Profile photo of VynorHill
Member

I thought “they” took your money in return for an income for life, and the capital was exchanged for a monthly pay out significantly above the usual savings rate. Once the capital changed hands that was the last you saw of it. This last was the reason why I dismissed annuities. I am also puzzled at annuity quotations that fix a rate for five years. Does this mean that your pension can be reduced after this period of time? Does it mean that an annuity payment will vary during its lifetime? Surely, if the government seeks to get companies to pay back capital to families, this will make annuities more expensive to fund and rates will fall accordingly? I’ve always looked upon annuities as poor value for money and, as you say, there’s a finality about the decision. These days, old age gets to be expensive and comfort comes at a cost.
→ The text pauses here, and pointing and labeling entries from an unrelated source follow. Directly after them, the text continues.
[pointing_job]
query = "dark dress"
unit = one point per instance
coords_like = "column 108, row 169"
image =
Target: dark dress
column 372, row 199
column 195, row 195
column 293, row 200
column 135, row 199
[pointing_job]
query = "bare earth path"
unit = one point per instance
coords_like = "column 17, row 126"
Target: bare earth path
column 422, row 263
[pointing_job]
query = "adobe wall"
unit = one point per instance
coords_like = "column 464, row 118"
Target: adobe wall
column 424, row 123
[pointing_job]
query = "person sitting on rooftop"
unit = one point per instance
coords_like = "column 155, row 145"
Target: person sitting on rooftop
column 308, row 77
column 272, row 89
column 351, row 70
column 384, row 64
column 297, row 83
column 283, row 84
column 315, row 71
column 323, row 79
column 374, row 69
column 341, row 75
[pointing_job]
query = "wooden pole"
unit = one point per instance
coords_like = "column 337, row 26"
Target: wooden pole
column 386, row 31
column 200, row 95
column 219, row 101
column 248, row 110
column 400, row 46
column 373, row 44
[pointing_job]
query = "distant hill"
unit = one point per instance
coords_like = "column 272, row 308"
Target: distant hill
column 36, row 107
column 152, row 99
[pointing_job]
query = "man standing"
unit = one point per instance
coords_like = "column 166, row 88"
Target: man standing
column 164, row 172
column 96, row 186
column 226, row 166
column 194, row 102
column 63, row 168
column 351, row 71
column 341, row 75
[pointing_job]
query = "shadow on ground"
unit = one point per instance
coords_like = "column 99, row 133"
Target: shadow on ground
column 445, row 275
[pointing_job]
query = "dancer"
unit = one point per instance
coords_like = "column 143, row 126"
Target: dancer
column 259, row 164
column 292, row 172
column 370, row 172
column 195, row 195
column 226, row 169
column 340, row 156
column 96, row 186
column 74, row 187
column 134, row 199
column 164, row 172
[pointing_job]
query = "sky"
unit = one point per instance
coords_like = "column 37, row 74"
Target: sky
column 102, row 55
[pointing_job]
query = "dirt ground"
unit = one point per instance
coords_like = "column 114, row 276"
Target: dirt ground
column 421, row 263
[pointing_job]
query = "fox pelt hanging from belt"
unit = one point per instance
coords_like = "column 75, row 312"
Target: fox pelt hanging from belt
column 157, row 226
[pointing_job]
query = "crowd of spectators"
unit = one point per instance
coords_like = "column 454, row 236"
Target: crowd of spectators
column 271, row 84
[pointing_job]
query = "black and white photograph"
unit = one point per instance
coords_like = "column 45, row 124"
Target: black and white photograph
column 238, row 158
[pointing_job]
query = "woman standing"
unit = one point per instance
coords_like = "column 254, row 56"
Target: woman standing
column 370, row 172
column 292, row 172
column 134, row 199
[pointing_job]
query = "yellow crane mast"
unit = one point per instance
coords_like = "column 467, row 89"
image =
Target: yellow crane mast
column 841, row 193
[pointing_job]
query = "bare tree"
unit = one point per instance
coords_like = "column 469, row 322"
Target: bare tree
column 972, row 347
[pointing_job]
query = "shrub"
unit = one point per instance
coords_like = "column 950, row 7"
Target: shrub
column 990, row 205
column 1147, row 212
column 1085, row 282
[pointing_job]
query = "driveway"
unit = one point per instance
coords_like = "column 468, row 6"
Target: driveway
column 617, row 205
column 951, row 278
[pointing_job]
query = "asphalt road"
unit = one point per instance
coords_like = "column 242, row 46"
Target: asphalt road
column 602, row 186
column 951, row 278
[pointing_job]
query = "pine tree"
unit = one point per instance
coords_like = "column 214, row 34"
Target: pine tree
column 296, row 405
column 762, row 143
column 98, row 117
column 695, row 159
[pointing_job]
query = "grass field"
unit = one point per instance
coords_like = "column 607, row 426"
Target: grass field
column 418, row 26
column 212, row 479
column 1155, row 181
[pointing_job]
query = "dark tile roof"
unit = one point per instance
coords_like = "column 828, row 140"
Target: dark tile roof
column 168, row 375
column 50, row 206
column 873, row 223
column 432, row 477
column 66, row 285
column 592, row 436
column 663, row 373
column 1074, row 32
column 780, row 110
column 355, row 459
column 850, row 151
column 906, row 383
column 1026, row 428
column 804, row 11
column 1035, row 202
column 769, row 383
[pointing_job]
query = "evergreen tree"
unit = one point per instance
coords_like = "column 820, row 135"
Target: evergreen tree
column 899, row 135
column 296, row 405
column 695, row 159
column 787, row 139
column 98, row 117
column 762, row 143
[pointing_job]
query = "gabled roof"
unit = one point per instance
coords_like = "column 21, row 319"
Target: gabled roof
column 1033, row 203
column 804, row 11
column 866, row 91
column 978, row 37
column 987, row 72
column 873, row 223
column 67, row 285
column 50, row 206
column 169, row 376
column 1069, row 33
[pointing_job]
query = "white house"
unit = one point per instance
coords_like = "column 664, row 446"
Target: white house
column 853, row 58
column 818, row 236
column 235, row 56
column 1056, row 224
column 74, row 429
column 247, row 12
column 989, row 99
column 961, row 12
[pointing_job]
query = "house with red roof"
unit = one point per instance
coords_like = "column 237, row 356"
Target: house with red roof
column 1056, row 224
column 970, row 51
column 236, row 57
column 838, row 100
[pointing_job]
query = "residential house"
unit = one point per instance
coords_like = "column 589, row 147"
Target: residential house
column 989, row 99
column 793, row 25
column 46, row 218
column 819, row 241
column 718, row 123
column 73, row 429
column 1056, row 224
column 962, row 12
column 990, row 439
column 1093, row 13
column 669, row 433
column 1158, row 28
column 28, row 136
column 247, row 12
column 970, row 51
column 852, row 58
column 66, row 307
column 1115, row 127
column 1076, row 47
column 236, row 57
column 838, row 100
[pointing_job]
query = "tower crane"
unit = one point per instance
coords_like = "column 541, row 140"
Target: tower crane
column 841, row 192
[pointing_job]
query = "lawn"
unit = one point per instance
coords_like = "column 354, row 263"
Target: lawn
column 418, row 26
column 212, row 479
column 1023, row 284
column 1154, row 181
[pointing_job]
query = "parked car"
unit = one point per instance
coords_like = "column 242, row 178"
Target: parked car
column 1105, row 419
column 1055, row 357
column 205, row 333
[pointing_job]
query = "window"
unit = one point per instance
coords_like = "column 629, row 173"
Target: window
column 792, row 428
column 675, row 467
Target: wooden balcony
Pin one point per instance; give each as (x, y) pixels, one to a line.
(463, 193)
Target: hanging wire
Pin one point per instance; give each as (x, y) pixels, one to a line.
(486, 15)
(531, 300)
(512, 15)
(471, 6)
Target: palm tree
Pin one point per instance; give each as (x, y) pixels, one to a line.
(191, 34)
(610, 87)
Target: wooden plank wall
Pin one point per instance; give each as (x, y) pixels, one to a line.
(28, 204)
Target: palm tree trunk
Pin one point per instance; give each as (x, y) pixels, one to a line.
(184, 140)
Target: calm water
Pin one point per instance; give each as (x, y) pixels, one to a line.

The choice of sheltered accommodation is limited by funds available…en suite or bed pan?

Profile photo of AW
Member

I’ve also been wondering about fixed term annuities, where you get your remaining pot back after say 5 years and can then do what you like with it. It’s a way of ensuring a regular income as well as getting at your 25%, without tying your money up for ever. Apparently there’s a low rate of interest on the capital during the annuity period, but is this a poor bet compared to other things you might do with it? Any advice appreciated. Perhaps Which? could do an article on this?